Journalists and PR professionals may need each other, but the relationship is not always perceived as mutually beneficial. How does the comms pro build trust among journalists? How do you or your brand clients become the go-to source for a particular topic? What steps can you take to achieve the coverage your brand is looking for?

It’s critical for comms pros to build rapport with journalists and strengthen brand reputation, with the possibility of growing quality backlinks. But building that relationship requires media relations savvy.

Here are 10 essential tips every PR pro should know to achieve pitching success.

1. Read and evaluate the query

Read and evaluate each query carefully, particularly the requirements section. Do you meet all the journalist’s criteria? If yes, respond. If not, let it go. It’s a waste of your time and the journalist’s to respond to a source request if you aren’t a perfect fit. Don’t barrage the journalist with emails for queries that aren’t a good fit. It will only damage the relationship.

2. Respond quickly

Journalists often work with quick turnaround times. Pitch your expertise or story within an hour of the query going out, as that is the typical time frame journalists make up their minds about sources. However, if that is not feasible, you must still pitch within the published deadline.

3. Proofread and edit

Time is of the essence, but don’t neglect to proofread and edit your pitches. Journalists often quickly delete poorly written replies. Treat each pitch, no matter how short, as if it were a cover letter for a coveted job. Try using Grammarly’s free editor. You can copy and paste your work and it will quickly identify common typos.

4. Stay on topic

Journalists are looking for real-world expertise and stories, and they can easily detect a fluffy pitch. Stay on topic. Cision, which created Help a Reporter Out (HARO), a free service that fosters collaboration between journalists and PR sources, doesn’t allow its users to share press releases. Do not use HARO to share a press release, tout credentials, or pitch a product, unless the query asks for this information.

5. Be brief

Keep your pitches less than 300 words. If you can get your point across with even less, then do so. Also, don’t send attachments, which can contain viruses. Instead, use services such as Google or Dropbox to send links to images or documents in your pitch.

6. Write in sound bites

Many journalists will quote directly from your response, especially if they’re on a tight deadline. The easier you make their job, the more likely you are to get cited. If you are replying to a source request on behalf of your client, directly reply with your client’s response. Do not reply solely with, “My client can speak about this.”

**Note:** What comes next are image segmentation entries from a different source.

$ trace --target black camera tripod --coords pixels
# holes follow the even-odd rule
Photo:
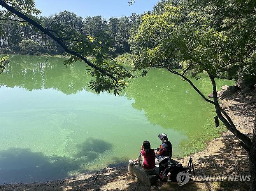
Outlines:
[[[195,176],[195,170],[194,169],[194,165],[193,165],[193,161],[192,161],[192,157],[189,157],[189,160],[188,161],[188,167],[190,167],[190,169],[189,170],[189,173],[191,172],[191,170],[193,170],[193,174],[194,176]]]

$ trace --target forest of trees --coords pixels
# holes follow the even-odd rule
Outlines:
[[[111,17],[108,21],[100,15],[83,19],[75,13],[65,10],[49,17],[41,17],[38,19],[46,28],[53,22],[86,35],[96,36],[100,33],[105,33],[115,42],[112,50],[117,54],[122,54],[130,52],[130,45],[128,43],[130,31],[133,27],[139,25],[140,18],[140,15],[134,13],[130,17]],[[21,51],[30,54],[51,52],[53,54],[62,54],[63,52],[63,49],[57,47],[53,39],[25,22],[21,23],[9,20],[1,21],[0,24],[4,32],[0,36],[2,51]],[[28,40],[30,41],[27,42]],[[22,48],[23,46],[24,48]],[[29,52],[26,50],[28,49],[30,50]]]

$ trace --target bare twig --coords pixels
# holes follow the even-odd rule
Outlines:
[[[95,182],[95,181],[96,180],[96,179],[97,179],[97,178],[98,177],[98,176],[99,175],[99,174],[100,174],[101,173],[101,172],[102,172],[102,171],[103,171],[103,170],[105,170],[105,169],[106,169],[107,168],[107,167],[106,167],[106,168],[104,168],[104,169],[102,169],[101,170],[100,170],[100,171],[97,174],[96,174],[96,176],[95,176],[95,178],[94,178],[94,179],[93,179],[93,181],[94,181],[94,182]]]

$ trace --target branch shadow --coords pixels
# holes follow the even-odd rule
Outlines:
[[[10,148],[0,151],[0,184],[47,182],[64,179],[75,171],[88,173],[82,165],[99,157],[112,148],[105,141],[89,138],[77,146],[76,158],[46,156],[28,148]]]

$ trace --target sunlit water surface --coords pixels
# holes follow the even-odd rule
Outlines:
[[[218,136],[213,107],[163,69],[132,80],[121,96],[94,93],[85,65],[20,55],[0,75],[0,184],[60,179],[127,163],[141,143],[168,135],[173,154],[203,149]],[[195,84],[212,91],[206,76]],[[233,82],[216,79],[217,87]]]

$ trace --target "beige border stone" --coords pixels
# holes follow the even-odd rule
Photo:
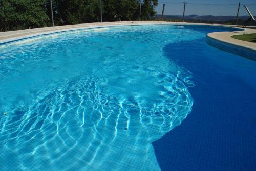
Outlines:
[[[61,31],[67,31],[70,30],[78,30],[84,28],[92,28],[95,27],[102,27],[115,26],[126,26],[137,25],[210,25],[226,27],[236,27],[237,26],[224,25],[209,25],[201,24],[196,23],[184,23],[184,22],[173,22],[165,21],[121,21],[121,22],[110,22],[102,23],[90,23],[85,24],[79,24],[73,25],[66,25],[56,27],[49,27],[31,29],[26,29],[18,31],[8,31],[0,32],[0,43],[4,43],[12,41],[15,41],[21,39],[29,38],[40,35],[50,34]],[[244,29],[244,30],[238,32],[215,32],[207,34],[207,36],[212,39],[218,40],[231,44],[234,44],[246,48],[256,50],[256,43],[244,41],[233,39],[230,36],[237,34],[245,33],[256,33],[256,29]]]

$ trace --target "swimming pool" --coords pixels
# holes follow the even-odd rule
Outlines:
[[[256,63],[206,43],[236,30],[120,26],[2,45],[0,170],[254,169]]]

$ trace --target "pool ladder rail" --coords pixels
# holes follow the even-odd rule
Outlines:
[[[183,28],[184,28],[184,26],[179,26],[179,25],[178,25],[177,26],[177,28],[178,29],[183,29]]]

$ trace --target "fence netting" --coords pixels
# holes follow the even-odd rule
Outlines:
[[[242,25],[249,17],[249,14],[244,5],[249,8],[252,15],[256,15],[256,4],[244,4],[241,3],[239,6],[239,3],[232,4],[214,4],[214,2],[212,4],[200,4],[186,2],[185,4],[184,3],[185,2],[159,1],[158,5],[155,8],[157,12],[156,18],[173,21],[184,20],[185,22]],[[164,4],[164,15],[162,18],[161,14]],[[255,23],[252,22],[249,22],[248,25],[256,26]]]
[[[243,25],[246,5],[256,15],[256,4],[196,4],[169,0],[52,0],[54,26],[114,21],[164,20]],[[164,16],[161,18],[163,5]],[[101,12],[102,18],[101,18]],[[184,19],[183,19],[184,14]],[[0,0],[0,31],[52,26],[51,0]],[[252,22],[249,25],[255,26]]]

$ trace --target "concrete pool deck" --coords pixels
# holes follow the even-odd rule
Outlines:
[[[0,32],[0,44],[24,38],[40,35],[54,33],[58,32],[75,30],[85,28],[104,27],[115,26],[129,26],[138,25],[181,25],[226,26],[238,28],[238,26],[216,24],[201,24],[197,23],[174,22],[166,21],[142,21],[97,22],[73,25],[49,27],[45,28],[26,29],[17,31]],[[217,48],[228,51],[238,55],[256,60],[256,43],[237,40],[231,38],[235,35],[256,33],[256,29],[242,28],[244,30],[235,32],[214,32],[207,34],[208,44]],[[246,52],[245,53],[245,52]],[[247,53],[248,52],[248,53]]]

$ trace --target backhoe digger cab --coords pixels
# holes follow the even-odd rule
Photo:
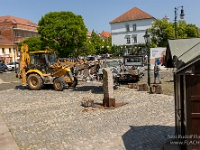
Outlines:
[[[76,87],[77,78],[72,75],[68,65],[58,63],[55,51],[28,52],[28,45],[24,44],[20,52],[20,67],[16,77],[22,79],[22,86],[40,90],[44,84],[53,84],[58,91],[67,85]]]

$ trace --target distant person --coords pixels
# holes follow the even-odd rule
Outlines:
[[[155,63],[155,66],[154,66],[154,84],[156,84],[156,79],[158,79],[159,83],[161,84],[160,67],[159,65],[157,65],[157,63]]]
[[[156,59],[156,64],[160,65],[160,59],[159,58]]]

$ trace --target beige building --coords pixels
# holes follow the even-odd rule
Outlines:
[[[4,63],[17,60],[18,43],[39,36],[38,25],[30,20],[14,16],[0,16],[0,61]]]

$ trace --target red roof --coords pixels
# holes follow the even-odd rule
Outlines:
[[[15,45],[12,41],[7,40],[5,37],[0,35],[0,45]]]
[[[126,22],[126,21],[131,21],[131,20],[150,19],[150,18],[154,18],[154,17],[140,10],[139,8],[134,7],[131,10],[122,14],[121,16],[117,17],[113,21],[111,21],[110,24],[118,23],[118,22]]]
[[[107,31],[102,31],[100,34],[101,34],[101,36],[103,36],[105,38],[108,38],[111,36],[110,32],[107,32]]]
[[[22,19],[14,16],[0,16],[0,23],[3,22],[12,22],[16,24],[23,24],[23,25],[28,25],[28,26],[38,26],[36,23],[33,23],[30,20],[27,19]]]

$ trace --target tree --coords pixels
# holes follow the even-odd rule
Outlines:
[[[97,33],[94,32],[94,30],[92,30],[90,42],[92,43],[93,48],[95,49],[93,51],[95,51],[95,53],[97,54],[101,54],[103,40]]]
[[[50,12],[38,23],[38,33],[60,56],[77,53],[87,40],[87,28],[80,15],[72,12]]]
[[[22,44],[27,44],[29,47],[29,51],[37,51],[46,48],[45,43],[41,40],[40,37],[30,37],[22,42],[19,42],[19,49],[21,49]]]
[[[176,22],[177,38],[198,37],[198,27],[187,24],[184,20]],[[166,20],[156,20],[148,29],[151,34],[151,46],[166,47],[167,40],[175,36],[175,24]]]
[[[166,46],[167,39],[174,37],[173,24],[168,23],[166,20],[156,20],[149,31],[152,44],[158,47]]]

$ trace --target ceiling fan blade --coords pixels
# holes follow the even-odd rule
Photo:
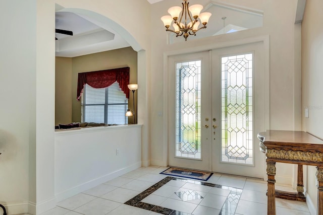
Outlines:
[[[71,31],[55,29],[55,32],[58,33],[59,34],[67,34],[68,35],[73,36],[73,32]]]

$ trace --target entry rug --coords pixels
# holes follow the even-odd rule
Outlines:
[[[207,181],[213,174],[213,173],[176,167],[170,167],[166,170],[162,172],[160,174],[201,180],[202,181]]]

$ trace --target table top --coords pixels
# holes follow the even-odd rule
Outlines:
[[[258,134],[264,144],[286,142],[299,144],[323,145],[323,140],[305,131],[267,130]]]

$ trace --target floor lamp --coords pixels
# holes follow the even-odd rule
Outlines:
[[[133,99],[133,111],[128,109],[126,113],[126,116],[133,116],[133,123],[136,123],[136,118],[135,116],[135,91],[138,89],[138,85],[136,84],[132,84],[128,85],[128,88],[132,91],[132,99]]]

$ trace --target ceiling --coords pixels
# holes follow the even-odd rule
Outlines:
[[[163,0],[147,0],[150,4],[161,1]],[[262,24],[262,15],[261,20],[258,20],[256,23],[257,20],[255,16],[259,17],[259,14],[255,15],[255,13],[242,12],[239,8],[211,4],[205,9],[212,14],[207,28],[199,31],[196,37],[189,37],[188,40],[219,34],[219,31],[223,29],[224,23],[221,18],[224,16],[228,17],[226,20],[226,25],[243,26],[244,29],[259,27]],[[56,28],[71,31],[73,33],[73,36],[56,33],[56,37],[58,39],[56,40],[57,56],[73,57],[130,46],[123,37],[109,27],[105,26],[102,28],[95,24],[97,23],[96,21],[91,20],[84,15],[60,10],[57,11]],[[248,26],[244,26],[242,21]],[[160,25],[160,28],[163,27]],[[175,34],[170,36],[172,36],[174,38],[170,38],[171,43],[183,42],[184,40],[176,39]]]

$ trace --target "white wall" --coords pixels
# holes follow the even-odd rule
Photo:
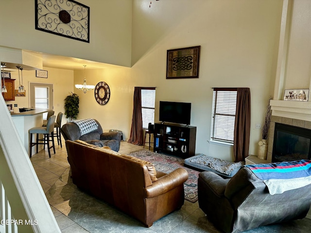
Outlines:
[[[35,30],[33,0],[1,0],[0,45],[130,66],[132,0],[78,1],[90,7],[89,43]]]

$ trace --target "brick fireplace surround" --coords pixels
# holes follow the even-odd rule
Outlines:
[[[311,130],[311,121],[272,116],[271,116],[271,122],[269,131],[268,153],[267,155],[267,162],[268,163],[271,163],[272,161],[272,149],[273,147],[274,130],[276,123],[280,123],[285,125],[297,126],[304,129]]]

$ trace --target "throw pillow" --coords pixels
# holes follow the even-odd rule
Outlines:
[[[85,142],[84,141],[82,141],[82,140],[79,140],[79,139],[76,140],[75,141],[74,141],[74,142],[76,142],[80,144],[84,145],[85,146],[87,146],[88,147],[91,147],[92,148],[96,148],[98,147],[96,145],[90,144],[89,143],[87,143],[86,142]]]
[[[127,159],[129,159],[136,162],[138,162],[138,163],[140,163],[141,164],[145,165],[147,167],[147,168],[148,169],[148,171],[149,173],[149,175],[150,176],[151,181],[153,182],[154,181],[156,181],[157,180],[157,178],[156,178],[156,168],[155,167],[154,165],[150,162],[145,161],[144,160],[142,160],[140,159],[136,158],[136,157],[127,155],[126,154],[122,154],[121,155],[121,157],[126,158]]]

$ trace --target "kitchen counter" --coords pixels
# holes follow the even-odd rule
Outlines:
[[[42,114],[44,113],[48,113],[52,110],[51,109],[46,109],[45,108],[38,108],[37,109],[34,109],[31,111],[27,111],[26,112],[22,112],[21,113],[11,113],[11,116],[21,116],[36,115],[37,114]]]
[[[33,127],[42,126],[43,124],[43,114],[52,111],[51,109],[38,108],[21,113],[11,113],[12,119],[17,133],[24,144],[26,152],[29,154],[29,135],[28,130]],[[39,145],[41,146],[41,145]],[[32,154],[35,154],[35,148],[32,148]],[[39,147],[39,150],[43,148]]]

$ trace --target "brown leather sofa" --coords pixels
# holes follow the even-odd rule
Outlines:
[[[156,172],[151,163],[81,140],[66,141],[72,182],[149,227],[184,204],[188,173]]]

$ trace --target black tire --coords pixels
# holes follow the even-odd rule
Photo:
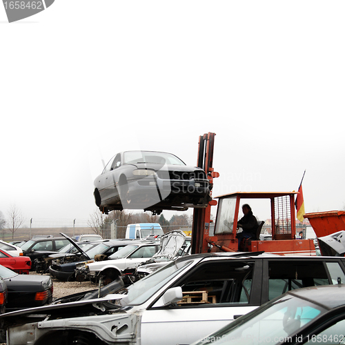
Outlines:
[[[119,182],[119,189],[121,203],[124,205],[130,205],[132,199],[128,188],[128,184],[126,177],[121,177]]]
[[[95,197],[95,202],[96,203],[96,205],[99,207],[102,201],[101,199],[101,195],[99,194],[97,188],[96,188],[93,192],[93,195]]]

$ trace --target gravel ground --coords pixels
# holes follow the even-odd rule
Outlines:
[[[40,273],[37,273],[36,272],[30,272],[30,274],[41,275]],[[90,282],[61,282],[56,279],[52,279],[52,284],[54,285],[52,293],[54,299],[98,288],[98,284],[91,283]]]

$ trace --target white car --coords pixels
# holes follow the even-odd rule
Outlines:
[[[5,242],[0,239],[0,249],[8,252],[9,254],[14,257],[19,257],[23,255],[23,250],[21,248],[14,246],[13,244],[10,244],[9,243]]]
[[[159,250],[158,241],[143,241],[143,243],[128,244],[112,254],[107,260],[87,264],[86,268],[89,270],[88,275],[92,280],[102,277],[105,284],[108,284],[126,270],[134,270]]]
[[[3,314],[0,322],[11,345],[188,344],[287,290],[345,282],[344,263],[259,253],[186,255],[115,295]]]

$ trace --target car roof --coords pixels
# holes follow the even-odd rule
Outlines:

7. Include alternate contact information

This makes it easier for journalists to reach you and allows them to choose the platform that’s most convenient. Include your phone number, email address, website, and social media handles.

8. Build relationships with the media

Emailing or calling a journalist repeatedly will get you nowhere. But you can establish common interests and share their articles on social media. Your first pitch might not have been accepted, but your second or third might because of the relationship you’ve established. Do not harvest a journalist’s contact information for an unsolicited pitch.

9. Turn your pitches into a content marketing machine

Not all of your pitches are going to be accepted, but don’t let the content go to waste. Wait a month after the source request closes. Then, dust your replies off and turn them into content for your brand’s site or blog.

10. Track your efforts

Monitor all pitching efforts, including those you make through HARO. Test your subject lines, pitch content, and media relations tactics. Keep testing and refining until you hit the sweet spot and start winning more publicity.